And the AI scraper pandemic has since continued, spurred by more and more entering the ring of AI text regurgitation fueled by VC funding money. It also feels like the scrapers have become a lot more aggressive since then.
Since one of the things I host is a large archive of old levels for a sandbox game totalling tens of thousands of pages, a lot of aggressive crawlers will go absolutely insane on them. And rate-limits be damned when they are making requests from many different IP addresses.
I usually run my access logs through
Goaccess to inspect them every now and then and look at what crawlers it picks up. Then add some new ones to my ever growing shitlist of crawlers in my Nginx config that scrape with no real purpose other than to be a nuisance (search indexers are generally fine, GoogleBot is a necessary evil but pretty well-behaved all things considered, Mastodon federation pings are also usually fine):
if ($http_user_agent ~* (AmazonBot|AhrefsBot|DataForSeoBot|SemrushBot|Barkrowler|Bytespider|DotBot|fidget-spinner-bot|my-tiny-bot|Go-http-client/1.1|ClaudeBot|GPTBot|Scrapy|heritrix|Awario)) {
return 403;
}
Poisoning the AI training sounds like a noble goal but I'm afraid it's probably futile, and telling them to go away entirely is probably more effective than feeding poison IMO. I've varied between what error code I want to give them from 402 Payment Required, nginx's special 444 which severs the connection immediately without response, and 406 Not Acceptable. Ended up with 403 since some other ones like 444 will just make it even more intrigued and keep retrying over again. A big 403 seems to make it lose interest and go away immediately.

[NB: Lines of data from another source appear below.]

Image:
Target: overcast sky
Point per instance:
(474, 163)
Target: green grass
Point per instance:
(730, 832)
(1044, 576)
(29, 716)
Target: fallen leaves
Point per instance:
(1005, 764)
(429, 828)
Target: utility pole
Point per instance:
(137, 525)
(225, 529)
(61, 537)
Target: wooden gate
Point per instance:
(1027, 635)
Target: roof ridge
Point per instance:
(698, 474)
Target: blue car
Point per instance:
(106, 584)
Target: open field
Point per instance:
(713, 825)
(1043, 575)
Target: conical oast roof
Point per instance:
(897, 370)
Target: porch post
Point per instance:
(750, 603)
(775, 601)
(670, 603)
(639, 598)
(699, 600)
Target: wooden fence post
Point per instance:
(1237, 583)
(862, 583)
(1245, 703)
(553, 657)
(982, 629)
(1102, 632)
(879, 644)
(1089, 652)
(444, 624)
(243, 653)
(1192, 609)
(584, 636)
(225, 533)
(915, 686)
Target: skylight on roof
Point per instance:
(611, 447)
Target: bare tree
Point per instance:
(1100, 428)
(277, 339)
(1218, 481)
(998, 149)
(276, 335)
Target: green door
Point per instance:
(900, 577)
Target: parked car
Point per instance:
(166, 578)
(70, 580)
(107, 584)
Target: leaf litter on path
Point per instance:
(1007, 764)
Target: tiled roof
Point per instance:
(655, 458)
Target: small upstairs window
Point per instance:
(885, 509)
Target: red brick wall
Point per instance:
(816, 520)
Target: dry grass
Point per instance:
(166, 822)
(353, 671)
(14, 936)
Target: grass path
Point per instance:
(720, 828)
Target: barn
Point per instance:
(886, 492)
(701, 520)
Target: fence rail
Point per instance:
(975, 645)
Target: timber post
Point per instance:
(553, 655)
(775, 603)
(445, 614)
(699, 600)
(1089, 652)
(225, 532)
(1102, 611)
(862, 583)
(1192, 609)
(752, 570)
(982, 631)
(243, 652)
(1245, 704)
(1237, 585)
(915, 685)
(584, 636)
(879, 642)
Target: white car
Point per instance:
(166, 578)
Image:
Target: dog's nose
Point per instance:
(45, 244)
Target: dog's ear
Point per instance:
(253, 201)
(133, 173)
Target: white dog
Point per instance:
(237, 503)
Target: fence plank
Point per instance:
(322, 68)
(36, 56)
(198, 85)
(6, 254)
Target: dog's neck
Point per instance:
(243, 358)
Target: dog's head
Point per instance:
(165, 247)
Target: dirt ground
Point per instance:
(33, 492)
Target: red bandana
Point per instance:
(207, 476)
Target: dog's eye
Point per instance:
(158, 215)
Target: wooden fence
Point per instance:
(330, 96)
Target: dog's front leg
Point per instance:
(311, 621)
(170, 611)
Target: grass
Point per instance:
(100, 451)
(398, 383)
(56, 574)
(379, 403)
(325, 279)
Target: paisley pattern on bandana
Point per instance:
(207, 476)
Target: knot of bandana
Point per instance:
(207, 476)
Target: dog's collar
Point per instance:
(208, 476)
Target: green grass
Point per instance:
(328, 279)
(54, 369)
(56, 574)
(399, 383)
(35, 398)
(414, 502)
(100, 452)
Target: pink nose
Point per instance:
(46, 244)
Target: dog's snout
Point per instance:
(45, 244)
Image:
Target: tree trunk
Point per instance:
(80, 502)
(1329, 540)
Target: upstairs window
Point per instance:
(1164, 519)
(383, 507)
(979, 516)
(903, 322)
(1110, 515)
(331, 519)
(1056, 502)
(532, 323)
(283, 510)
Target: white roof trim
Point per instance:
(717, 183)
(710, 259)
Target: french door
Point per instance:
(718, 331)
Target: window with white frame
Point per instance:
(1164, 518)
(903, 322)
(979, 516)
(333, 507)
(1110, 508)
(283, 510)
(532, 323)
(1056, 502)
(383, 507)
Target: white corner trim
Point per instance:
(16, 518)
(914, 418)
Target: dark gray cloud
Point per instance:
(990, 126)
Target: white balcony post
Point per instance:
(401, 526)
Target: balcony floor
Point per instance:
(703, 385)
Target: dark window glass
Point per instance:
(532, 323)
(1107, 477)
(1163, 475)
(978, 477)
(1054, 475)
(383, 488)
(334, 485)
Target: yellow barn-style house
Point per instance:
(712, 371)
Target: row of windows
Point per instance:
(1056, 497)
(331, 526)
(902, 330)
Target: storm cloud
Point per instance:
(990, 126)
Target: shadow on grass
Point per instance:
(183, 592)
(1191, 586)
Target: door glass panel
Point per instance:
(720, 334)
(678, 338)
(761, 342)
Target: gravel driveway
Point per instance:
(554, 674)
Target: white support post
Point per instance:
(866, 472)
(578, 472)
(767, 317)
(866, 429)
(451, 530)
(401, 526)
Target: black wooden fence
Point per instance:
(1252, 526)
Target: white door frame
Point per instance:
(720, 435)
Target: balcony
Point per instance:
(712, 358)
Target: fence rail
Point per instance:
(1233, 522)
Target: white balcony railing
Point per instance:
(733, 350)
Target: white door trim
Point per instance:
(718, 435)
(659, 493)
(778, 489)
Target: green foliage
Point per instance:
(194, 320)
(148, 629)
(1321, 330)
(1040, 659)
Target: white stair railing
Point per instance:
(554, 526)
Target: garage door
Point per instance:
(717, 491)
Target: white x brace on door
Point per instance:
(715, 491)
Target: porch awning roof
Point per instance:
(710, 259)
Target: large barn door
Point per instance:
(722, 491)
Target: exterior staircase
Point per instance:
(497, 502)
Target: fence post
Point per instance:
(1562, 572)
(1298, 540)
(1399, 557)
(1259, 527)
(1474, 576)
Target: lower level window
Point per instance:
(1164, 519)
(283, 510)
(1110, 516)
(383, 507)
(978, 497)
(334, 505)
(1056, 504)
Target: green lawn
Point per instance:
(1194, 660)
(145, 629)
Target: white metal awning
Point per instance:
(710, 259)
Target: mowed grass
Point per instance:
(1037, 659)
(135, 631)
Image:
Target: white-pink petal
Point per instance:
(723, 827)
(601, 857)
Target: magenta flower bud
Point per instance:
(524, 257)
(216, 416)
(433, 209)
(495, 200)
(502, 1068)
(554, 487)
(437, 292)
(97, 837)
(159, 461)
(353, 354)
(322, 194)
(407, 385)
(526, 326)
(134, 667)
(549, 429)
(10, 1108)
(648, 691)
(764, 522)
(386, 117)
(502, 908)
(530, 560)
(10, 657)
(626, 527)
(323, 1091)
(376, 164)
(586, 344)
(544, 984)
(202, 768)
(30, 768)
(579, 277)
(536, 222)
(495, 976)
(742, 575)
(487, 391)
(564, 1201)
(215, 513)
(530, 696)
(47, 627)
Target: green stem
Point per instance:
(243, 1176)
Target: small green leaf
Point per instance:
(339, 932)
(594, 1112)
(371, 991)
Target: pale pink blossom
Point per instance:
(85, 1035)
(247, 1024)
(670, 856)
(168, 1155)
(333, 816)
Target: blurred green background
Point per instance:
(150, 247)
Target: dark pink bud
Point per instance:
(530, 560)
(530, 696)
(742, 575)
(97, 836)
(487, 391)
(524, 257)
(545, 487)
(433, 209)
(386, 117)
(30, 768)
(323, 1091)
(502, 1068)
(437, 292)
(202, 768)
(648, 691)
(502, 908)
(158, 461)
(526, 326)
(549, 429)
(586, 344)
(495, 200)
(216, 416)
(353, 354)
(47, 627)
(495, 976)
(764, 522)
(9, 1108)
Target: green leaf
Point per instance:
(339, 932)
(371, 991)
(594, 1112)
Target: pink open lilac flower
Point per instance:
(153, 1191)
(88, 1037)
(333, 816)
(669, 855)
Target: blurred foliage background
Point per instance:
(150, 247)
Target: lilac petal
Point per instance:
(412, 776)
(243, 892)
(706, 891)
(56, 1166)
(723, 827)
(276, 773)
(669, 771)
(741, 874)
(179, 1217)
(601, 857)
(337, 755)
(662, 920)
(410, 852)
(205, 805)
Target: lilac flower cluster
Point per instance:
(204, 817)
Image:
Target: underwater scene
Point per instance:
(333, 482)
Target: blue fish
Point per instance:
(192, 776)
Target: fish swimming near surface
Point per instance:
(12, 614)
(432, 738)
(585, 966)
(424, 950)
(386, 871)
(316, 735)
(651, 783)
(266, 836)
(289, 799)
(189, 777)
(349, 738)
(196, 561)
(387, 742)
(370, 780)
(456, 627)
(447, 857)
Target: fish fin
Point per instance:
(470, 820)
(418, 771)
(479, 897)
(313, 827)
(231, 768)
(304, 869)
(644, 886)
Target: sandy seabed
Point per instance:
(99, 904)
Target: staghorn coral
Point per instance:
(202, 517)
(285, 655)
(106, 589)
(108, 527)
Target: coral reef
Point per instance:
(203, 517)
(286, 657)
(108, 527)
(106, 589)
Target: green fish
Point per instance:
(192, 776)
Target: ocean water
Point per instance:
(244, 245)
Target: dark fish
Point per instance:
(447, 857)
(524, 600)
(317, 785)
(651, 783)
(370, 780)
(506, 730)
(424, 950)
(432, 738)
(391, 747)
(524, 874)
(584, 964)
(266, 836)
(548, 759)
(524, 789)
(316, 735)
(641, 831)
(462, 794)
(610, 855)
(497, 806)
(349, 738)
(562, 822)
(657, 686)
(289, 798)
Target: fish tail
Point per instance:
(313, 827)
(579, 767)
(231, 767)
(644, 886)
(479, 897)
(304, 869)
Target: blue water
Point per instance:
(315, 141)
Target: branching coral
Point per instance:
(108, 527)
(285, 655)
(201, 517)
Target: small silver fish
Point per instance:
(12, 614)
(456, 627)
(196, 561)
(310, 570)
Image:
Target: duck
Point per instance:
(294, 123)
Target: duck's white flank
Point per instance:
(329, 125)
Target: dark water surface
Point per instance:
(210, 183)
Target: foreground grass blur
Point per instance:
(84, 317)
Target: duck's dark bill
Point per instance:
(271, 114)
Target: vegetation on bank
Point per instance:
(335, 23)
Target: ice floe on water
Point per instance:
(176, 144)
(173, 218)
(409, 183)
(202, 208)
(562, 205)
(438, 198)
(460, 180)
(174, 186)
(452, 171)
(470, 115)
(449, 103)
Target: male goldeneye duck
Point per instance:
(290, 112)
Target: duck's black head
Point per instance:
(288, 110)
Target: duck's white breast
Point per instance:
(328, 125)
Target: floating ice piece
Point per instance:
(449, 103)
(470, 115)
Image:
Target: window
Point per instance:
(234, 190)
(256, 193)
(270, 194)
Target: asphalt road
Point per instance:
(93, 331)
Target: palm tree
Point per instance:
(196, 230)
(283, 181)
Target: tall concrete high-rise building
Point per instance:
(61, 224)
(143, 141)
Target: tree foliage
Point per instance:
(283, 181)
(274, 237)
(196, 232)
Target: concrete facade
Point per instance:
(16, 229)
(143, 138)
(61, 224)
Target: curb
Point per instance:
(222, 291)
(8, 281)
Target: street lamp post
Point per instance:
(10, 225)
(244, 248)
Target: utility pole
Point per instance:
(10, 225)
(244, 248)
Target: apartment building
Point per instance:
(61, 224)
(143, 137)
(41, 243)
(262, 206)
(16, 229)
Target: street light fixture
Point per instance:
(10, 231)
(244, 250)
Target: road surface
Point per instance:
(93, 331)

Now there are also self-hostable things you can put in front of your website to challenge visitors such as
Anubis, acting as a L7 DDoS mitigation that will give a PoW challenge for the browser to complete a la hashcash. But obviously that will also break things such as RSS feeds, APIs and generally is just a last resort for heavier webapps that just straight up cannot stay up in the current climate.
Most of the website stuff I host is written from the ground up by me and I still have that Acmlmboard lean and mean energy in me with fast page rendering times shown in the footer. But sometimes it still just becomes too much and it clogs up the available PHP-FPM workers or grinds the MariaDB database to a halt, so staying on top of the new scrapers that show up just generally makes sense. Seeing the likes of Kafuka and Kuribo64 which show all the bots on the online users page just shows how many IPs they are willing to burn through to collect their precious training data.